I don't have any experience with linux at all but I learn fast so if that is the solution I should use I will.
using Linux would enable to get a "free" ISCSI server -which would allow the disks to be presented by your "module" servers as if they were locally "in" you "master" server -the one that's using all the disks.
ISCSI server on windows (IIRC) is only available in the data-centre edition.
Another question: Is it possible to overlay several software based RAID arrays?
Yes, but be careful that you don't connect a load of RAID 5 arrays together with RAID 0, a complete failure of one array would be a complete failure of all your data sets,
My concerns are more focused on profitability and cost per unit of storage than on raw costs.
Are you trying to sell space as a service?
if so, you're going to find it much more cost effective to start by buying one server, perhaps having only a couple of TB space, then adding more space as needed, think about how the cost of disks fall over time whilst the size also gets bigged.
I'm old enough to remember drives costing £100 per GB, then £10 per GB, then £1 per GB, now it's less than a tenth of that!
buy what you absolutely need now, expand later...
I would need RAID 1 arrays for data redundancy, however, I would also need to split the data of all users among all the drives of the system in order to maximize performance.
I see what you're getting at, but for the amount of disks you're talking about RAID 1 is silly expensive! (and I believe you're actually thinking of RAID 1+0 anyway).
think about using RAID 5. so all the data is written to all the disks, that way if you have 10 disks, the data is spread across 10 spindles, 1 user connecting has the speed of ten disks, 2 users have the speed of 5 disks each.
(and neither of them are able to actualy use that as their connection is maxed out anyway!) -basically even if they had the speed on just 1 spindle, that's more than their internet line could cope with!.
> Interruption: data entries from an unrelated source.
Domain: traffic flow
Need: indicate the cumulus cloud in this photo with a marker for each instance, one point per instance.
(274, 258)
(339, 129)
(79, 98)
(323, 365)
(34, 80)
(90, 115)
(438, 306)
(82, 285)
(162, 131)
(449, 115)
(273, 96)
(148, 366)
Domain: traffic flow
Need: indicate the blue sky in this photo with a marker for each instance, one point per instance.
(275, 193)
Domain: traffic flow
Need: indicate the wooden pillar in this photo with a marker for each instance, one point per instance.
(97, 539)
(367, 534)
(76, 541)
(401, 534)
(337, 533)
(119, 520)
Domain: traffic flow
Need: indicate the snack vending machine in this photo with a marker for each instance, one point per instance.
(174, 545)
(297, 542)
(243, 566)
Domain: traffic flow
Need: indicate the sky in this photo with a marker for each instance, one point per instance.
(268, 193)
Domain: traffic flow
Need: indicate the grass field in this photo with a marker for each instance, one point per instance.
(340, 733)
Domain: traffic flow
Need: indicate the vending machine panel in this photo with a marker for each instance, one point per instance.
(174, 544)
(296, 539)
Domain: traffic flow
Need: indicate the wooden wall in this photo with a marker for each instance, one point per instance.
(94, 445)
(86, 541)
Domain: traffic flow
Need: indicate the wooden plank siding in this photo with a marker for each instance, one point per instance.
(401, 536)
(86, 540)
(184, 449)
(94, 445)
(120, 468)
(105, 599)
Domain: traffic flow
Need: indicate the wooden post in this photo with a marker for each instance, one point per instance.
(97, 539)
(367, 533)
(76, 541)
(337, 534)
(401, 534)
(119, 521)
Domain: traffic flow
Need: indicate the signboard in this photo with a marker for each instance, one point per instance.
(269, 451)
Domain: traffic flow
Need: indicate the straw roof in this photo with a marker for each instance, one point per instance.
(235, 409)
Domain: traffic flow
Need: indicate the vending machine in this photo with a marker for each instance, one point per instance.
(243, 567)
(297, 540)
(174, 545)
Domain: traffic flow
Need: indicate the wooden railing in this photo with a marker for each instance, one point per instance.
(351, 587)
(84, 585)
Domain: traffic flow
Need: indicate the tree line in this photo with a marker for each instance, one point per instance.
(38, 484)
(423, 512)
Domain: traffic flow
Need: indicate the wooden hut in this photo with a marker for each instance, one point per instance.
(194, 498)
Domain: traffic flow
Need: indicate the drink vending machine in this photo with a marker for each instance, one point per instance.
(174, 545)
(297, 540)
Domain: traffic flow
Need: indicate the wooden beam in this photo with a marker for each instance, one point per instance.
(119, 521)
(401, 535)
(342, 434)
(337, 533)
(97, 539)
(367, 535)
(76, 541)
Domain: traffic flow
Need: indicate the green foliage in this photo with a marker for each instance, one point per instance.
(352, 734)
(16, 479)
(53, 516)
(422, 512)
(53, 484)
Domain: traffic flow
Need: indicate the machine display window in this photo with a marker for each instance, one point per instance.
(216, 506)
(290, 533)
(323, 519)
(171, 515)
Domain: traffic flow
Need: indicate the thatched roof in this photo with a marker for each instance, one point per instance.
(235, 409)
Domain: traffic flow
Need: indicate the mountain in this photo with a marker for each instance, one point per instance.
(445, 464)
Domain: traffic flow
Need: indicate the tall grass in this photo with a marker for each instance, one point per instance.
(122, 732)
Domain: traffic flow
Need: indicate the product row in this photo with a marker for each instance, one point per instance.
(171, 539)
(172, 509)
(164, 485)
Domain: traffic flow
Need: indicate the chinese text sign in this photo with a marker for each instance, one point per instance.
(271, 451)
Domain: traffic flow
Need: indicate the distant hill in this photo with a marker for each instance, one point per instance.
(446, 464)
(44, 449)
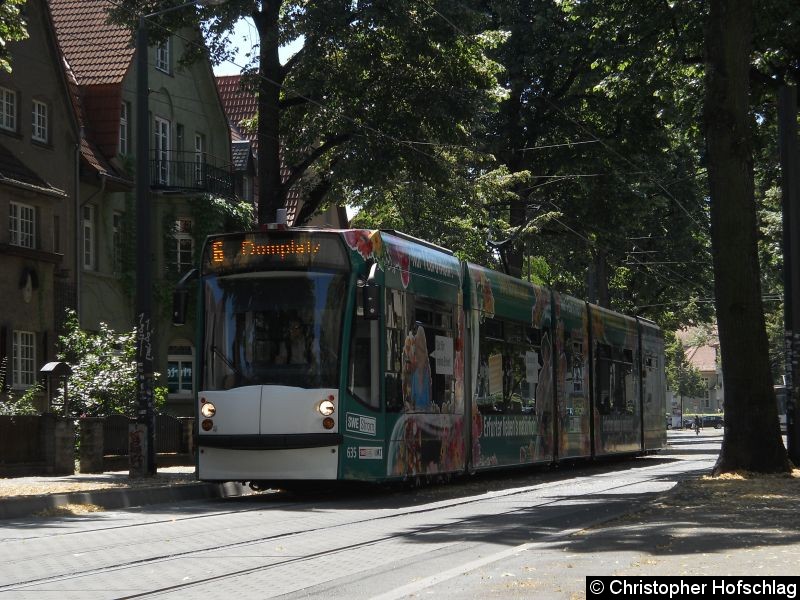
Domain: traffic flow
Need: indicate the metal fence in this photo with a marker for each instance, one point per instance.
(169, 435)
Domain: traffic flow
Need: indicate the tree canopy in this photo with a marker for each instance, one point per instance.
(12, 29)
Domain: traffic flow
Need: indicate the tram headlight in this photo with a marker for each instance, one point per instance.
(326, 408)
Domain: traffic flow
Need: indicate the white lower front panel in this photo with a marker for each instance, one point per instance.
(220, 464)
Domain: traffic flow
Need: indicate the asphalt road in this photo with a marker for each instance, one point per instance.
(475, 538)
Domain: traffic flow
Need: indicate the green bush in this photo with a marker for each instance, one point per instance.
(103, 379)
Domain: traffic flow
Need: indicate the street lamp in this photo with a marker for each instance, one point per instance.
(144, 464)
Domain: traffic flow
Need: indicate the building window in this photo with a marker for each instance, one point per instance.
(184, 245)
(247, 188)
(56, 233)
(162, 148)
(162, 56)
(179, 370)
(22, 225)
(124, 131)
(117, 241)
(88, 238)
(39, 123)
(24, 359)
(199, 157)
(8, 109)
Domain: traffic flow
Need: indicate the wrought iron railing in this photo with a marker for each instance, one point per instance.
(190, 175)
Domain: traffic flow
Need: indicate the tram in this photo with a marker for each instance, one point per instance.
(362, 355)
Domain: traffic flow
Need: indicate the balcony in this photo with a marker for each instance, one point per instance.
(182, 172)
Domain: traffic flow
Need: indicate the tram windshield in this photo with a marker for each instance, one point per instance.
(275, 327)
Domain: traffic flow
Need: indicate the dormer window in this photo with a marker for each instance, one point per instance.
(8, 109)
(39, 122)
(162, 57)
(124, 132)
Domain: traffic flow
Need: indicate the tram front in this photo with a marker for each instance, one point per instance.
(272, 323)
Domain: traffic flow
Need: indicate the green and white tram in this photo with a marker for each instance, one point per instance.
(372, 356)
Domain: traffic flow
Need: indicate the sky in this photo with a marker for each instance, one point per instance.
(244, 36)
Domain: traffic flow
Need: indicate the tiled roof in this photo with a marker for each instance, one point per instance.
(703, 358)
(90, 154)
(13, 171)
(238, 105)
(98, 53)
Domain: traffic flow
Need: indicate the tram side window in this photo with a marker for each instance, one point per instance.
(420, 340)
(396, 319)
(358, 370)
(510, 367)
(431, 381)
(614, 380)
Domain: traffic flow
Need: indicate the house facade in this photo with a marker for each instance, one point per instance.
(189, 160)
(39, 156)
(67, 191)
(701, 348)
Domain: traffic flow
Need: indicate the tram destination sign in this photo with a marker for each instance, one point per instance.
(254, 251)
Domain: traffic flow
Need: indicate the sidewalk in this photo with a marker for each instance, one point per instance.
(90, 492)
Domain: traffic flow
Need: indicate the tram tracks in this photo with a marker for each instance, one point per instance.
(337, 530)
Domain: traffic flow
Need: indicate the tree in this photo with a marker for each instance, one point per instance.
(752, 436)
(599, 132)
(377, 96)
(12, 29)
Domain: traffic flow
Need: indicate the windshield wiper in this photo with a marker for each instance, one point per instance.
(230, 365)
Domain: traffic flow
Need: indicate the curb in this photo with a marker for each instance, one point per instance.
(26, 506)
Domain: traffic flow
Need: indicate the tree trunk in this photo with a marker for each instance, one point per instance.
(271, 195)
(752, 437)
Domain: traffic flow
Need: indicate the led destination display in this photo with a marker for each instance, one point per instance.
(249, 251)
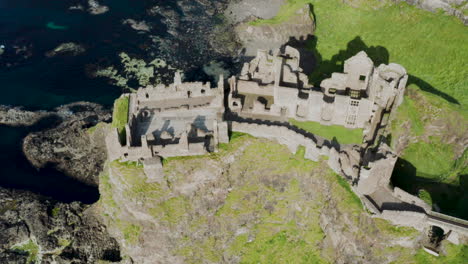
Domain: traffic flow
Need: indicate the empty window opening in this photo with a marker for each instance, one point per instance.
(355, 93)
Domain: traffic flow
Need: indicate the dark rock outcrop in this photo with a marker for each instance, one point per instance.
(68, 147)
(53, 231)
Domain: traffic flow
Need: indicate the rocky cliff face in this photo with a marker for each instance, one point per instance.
(255, 31)
(34, 229)
(69, 147)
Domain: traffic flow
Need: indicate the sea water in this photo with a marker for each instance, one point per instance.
(34, 81)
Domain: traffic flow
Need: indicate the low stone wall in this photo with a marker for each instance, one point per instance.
(343, 162)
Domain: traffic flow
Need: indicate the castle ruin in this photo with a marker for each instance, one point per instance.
(185, 119)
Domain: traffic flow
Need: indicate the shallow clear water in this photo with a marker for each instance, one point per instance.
(30, 79)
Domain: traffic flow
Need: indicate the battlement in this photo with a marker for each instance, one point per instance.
(188, 118)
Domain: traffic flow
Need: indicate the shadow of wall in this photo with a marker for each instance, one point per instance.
(451, 199)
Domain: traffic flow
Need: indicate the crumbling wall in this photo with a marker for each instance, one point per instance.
(344, 162)
(416, 220)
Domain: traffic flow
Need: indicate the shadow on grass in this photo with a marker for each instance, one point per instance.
(451, 199)
(319, 69)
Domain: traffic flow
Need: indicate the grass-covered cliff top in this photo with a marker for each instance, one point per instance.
(120, 115)
(430, 46)
(253, 202)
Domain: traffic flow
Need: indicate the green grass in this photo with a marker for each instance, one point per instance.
(134, 179)
(120, 116)
(55, 211)
(172, 210)
(130, 232)
(30, 248)
(339, 133)
(425, 196)
(394, 33)
(286, 11)
(396, 231)
(456, 254)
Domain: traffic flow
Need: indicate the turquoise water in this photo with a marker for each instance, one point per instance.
(30, 79)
For example, instead of having a RAID 1 at location 1, I could simply have a sever X at location 1 and a server X' (exact copy of server X) at location 2.
Symantec offer a product called Continuous protection service, it's a bit like enhanced DFS in that data written to one location is replicatied to another.
This mirroring, however would need to be designed in such a way as to use exactly the same (or almost the same) bandwidth than what would normally be used. It cannot be designed in a way that data is received and written at location 1 and then mirrored at location 2 as this would cost me double the bandwidth and have absolutely no pros on the performance side.
well, if you load balance your external connections then there would be a performance benefit.
but the crux of what you're asking for is impossible, you can't have the data appear in a second location magically, it has to be replicated to that second place. and you'll have to pay for the bandwidth to do this!
(but that's OK as if this is a service you'll be billing that cost back to your customers)
That means if a user at location 3 wants to save data on the servers he would write the data at both to location 1 and 2 at the same time
you'll hit a wall quickly with this method.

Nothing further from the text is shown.